Can this be extended within mining industry world-wide via ICEM?
8. There have been some very successful coalition campaigns around this
issue, involving trade unions, anti-globalisation and/or "fair trade"
activists, religious structures, PWA orgs, Greens, women's and LGT movements,
international solidarity movements (eg remaining anti-apartheid and
pro-Zimbabwe democracy campaigns), and international development NGOs. Health
GAP and ACT UP Paris have been fantastic.
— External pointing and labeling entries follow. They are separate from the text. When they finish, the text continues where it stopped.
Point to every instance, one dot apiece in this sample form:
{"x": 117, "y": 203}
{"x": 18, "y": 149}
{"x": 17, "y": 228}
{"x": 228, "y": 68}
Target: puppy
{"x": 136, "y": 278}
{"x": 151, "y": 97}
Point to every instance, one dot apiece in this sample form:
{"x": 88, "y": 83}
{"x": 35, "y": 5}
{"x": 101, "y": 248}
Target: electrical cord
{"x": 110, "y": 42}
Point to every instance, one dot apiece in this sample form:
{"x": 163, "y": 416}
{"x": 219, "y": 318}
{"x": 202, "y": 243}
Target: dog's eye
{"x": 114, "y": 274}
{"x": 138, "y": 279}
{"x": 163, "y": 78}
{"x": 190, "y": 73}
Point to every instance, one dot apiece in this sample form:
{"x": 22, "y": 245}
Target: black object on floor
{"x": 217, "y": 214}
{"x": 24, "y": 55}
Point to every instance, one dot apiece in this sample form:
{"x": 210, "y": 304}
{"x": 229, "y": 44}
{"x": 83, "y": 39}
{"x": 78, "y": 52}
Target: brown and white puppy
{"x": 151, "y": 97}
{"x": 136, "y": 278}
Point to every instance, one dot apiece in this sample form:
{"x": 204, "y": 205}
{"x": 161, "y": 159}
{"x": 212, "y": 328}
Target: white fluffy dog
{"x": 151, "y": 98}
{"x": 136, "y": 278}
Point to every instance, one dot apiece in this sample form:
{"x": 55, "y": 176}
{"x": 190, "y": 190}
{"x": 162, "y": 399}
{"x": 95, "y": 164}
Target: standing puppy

Oxfam and MSF have played great roles
in many countries, but in some instances are classically sectarian, putting
their own promotion and fundraising ahead of broadening the coalition and mass
action. Other mainstream LGBT and HIV community sector organisations have
dodged the global treatments issue as "too shrill" perhaps due to
worries about funding from governments and drug companies. It is important that
left activists around the world take actions to maintain the trajectory of an
open mass action coalition campaign with clear anti-capitalist demands, labour
movement involvement, and visible PWA leadership.